MINUTE No 08 / 0042
NOTIFICATION :
ASSEDIC ()
Copie aux parties
Clause exécutoire aux :-avocats-délégués syndicaux-parties non représentées
COUR D'APPEL DE COLMAR CHAMBRE SOCIALE-SECTION A
ARRET DU 10 Janvier 2008
Numéro d'inscription au répertoire général : 4 A 07 / 00212
Décision déférée à la Cour : 19 Décembre 2006 par le CONSEIL DE PRUD'HOMMES DE MULHOUSE
APPELANTE :
SARL BOULANGERIE PAUL, prise en la personne de son gérant, non comparant, 2 place de la Gare 59110 LA MADELEINE Représentée par Me Véronique HENDI (avocat au barreau de PARIS)

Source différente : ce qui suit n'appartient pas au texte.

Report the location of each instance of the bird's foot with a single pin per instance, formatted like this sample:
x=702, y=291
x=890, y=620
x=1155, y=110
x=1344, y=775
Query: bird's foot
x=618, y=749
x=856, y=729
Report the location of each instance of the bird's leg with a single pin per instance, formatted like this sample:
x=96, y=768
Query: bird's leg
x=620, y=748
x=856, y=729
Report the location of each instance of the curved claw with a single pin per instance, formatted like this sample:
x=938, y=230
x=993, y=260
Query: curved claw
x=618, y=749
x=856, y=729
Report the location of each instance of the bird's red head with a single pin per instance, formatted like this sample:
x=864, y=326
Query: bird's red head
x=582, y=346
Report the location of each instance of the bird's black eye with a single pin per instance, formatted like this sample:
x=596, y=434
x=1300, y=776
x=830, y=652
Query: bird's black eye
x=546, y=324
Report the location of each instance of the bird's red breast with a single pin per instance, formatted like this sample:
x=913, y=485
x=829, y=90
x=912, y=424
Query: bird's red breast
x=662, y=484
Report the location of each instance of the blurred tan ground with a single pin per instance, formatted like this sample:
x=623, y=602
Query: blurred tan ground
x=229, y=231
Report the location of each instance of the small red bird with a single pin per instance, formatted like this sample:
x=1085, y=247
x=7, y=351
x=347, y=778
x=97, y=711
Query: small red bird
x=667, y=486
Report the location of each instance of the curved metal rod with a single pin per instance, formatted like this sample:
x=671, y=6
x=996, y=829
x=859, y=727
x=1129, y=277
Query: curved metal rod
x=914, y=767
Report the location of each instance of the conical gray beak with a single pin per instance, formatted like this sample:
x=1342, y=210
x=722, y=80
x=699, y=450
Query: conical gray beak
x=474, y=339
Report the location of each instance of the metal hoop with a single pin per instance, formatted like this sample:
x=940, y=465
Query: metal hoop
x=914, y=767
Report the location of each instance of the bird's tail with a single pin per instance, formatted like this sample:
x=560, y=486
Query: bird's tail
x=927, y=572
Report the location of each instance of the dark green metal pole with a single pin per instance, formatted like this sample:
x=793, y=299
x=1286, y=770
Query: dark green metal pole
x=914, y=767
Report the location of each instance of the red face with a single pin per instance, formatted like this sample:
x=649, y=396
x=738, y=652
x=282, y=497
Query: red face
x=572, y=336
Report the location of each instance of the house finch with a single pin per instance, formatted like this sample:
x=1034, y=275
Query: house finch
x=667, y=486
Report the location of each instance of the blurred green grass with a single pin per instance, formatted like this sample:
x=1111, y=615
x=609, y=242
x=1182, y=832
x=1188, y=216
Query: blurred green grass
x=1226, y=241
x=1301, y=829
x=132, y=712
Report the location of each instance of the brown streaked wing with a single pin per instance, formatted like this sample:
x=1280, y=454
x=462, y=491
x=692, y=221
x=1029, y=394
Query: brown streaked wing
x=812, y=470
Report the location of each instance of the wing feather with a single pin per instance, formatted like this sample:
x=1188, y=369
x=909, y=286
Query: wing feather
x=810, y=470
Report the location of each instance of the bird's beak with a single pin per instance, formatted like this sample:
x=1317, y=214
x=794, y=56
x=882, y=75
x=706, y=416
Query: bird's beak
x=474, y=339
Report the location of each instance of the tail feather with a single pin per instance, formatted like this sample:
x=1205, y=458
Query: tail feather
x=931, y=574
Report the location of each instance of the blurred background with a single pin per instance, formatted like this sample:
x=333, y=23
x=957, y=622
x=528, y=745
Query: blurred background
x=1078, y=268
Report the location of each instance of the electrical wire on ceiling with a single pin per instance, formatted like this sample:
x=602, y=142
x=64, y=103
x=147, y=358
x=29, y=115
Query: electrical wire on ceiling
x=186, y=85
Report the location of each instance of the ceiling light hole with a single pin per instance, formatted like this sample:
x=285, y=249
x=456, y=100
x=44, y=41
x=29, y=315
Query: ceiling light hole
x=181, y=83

INTIME et APPELANT INCIDENT :
Monsieur Raphaël X..., non comparant, ...68260 KINGERSHEIM Représenté par Me JUILLERAT-RICHTER (avocat au barreau de COLMAR) substituant Me André CHAMY (avocat au barreau de MULHOUSE)
COMPOSITION DE LA COUR :
En application des dispositions de l'article 945-1 du Nouveau code de procédure civile, l'affaire a été débattue le 27 Novembre 2007, en audience publique, les parties ne s'y étant pas opposées, devant Mme RASTEGAR, Président de Chambre, chargé d'instruire l'affaire. Ce magistrat a rendu compte des plaidoiries dans le délibéré de la Cour, composée de : Mme RASTEGAR, Président de Chambre, Mme SCHNEIDER, Conseiller, Mme WOLF, Conseiller, qui en ont délibéré.
Greffier, lors des débats : Melle FRIEH, Greffier
ARRET :-contradictoire-prononcé par mise à disposition au greffe par Mme RASTEGAR, Président de Chambre,-signé par Mme RASTEGAR, Président de Chambre et Melle FRIEH, Greffier, auquel la minute de la décision a été remise par le magistrat signataire.
M. X... a été embauché le 27 janvier 2003 en qualité de responsable de magasin, agent de maîtrise niveau 4 échelon 1 par la société BOULANGERIE PAUL. Il était affecté au magasin Cour des Maréchaux à MULHOUSE.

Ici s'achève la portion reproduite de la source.